Statistics for the plastics industry show that the major portion of plastics materials passes through an extruder at some stage in processing enroute to the final product. The extruded material may be only the raw material for another molding process, such as injection molding, blow molding, compression molding, or another extrusion. Either thermoplastic or thermosetting material can be and is processed through an extruder at some stage of producing molding material. However, this chapter will be confined to the extrusion of finished products with the provision that a particular finished product may be an intermediate step to still other finished products, for example, extruded film that eventually becomes a trash bag, a wastebasket liner, or a sandwich bag.

The extrusion process is fundamentally a simple process, especially when we describe it as “the forcing of a softened plastic material through a shaped channel in a die, and through the die orifice.” In practice, the use of sophisticated tooling makes extrusion one of the most versatile of the many methods for producing plastics products.

A constant cross section is the primary characteristic of an extruded shape.
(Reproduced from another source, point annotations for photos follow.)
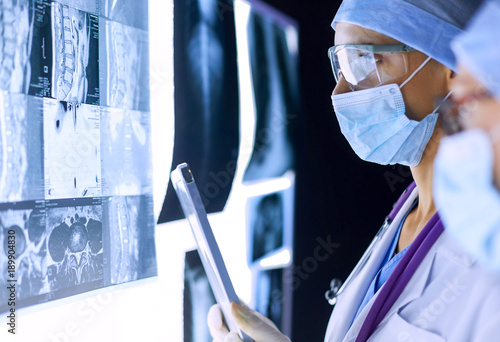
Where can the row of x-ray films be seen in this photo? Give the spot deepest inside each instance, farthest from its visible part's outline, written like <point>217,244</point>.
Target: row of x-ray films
<point>75,154</point>
<point>63,247</point>
<point>50,49</point>
<point>53,149</point>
By the nature of the process, the length of the cross section is limited only by the auxiliary equipment available to store the output in a manageable form. .For example, wire coated by extruding a plastic coating can be thou-sands of feet long on one take-up reel. Other products are cut to length by cutters moving at the same rate as the moving extruded section. There are tooling variations (dies or auxiliary equipment) that make it possible to create periodic changes in cross section and, thus, extend the range of products which can be produced by extrusion. Typical extruded products include tube, film, wire jacketing, and profile shapes. It is also possible to combine plastics with other material while extruding the plastics. Such combinations as plastic coated paper, plastic coated cloth, lamination of multiple layers of plastics (including more than one variety of plastic in the various layers) are examples of combinations.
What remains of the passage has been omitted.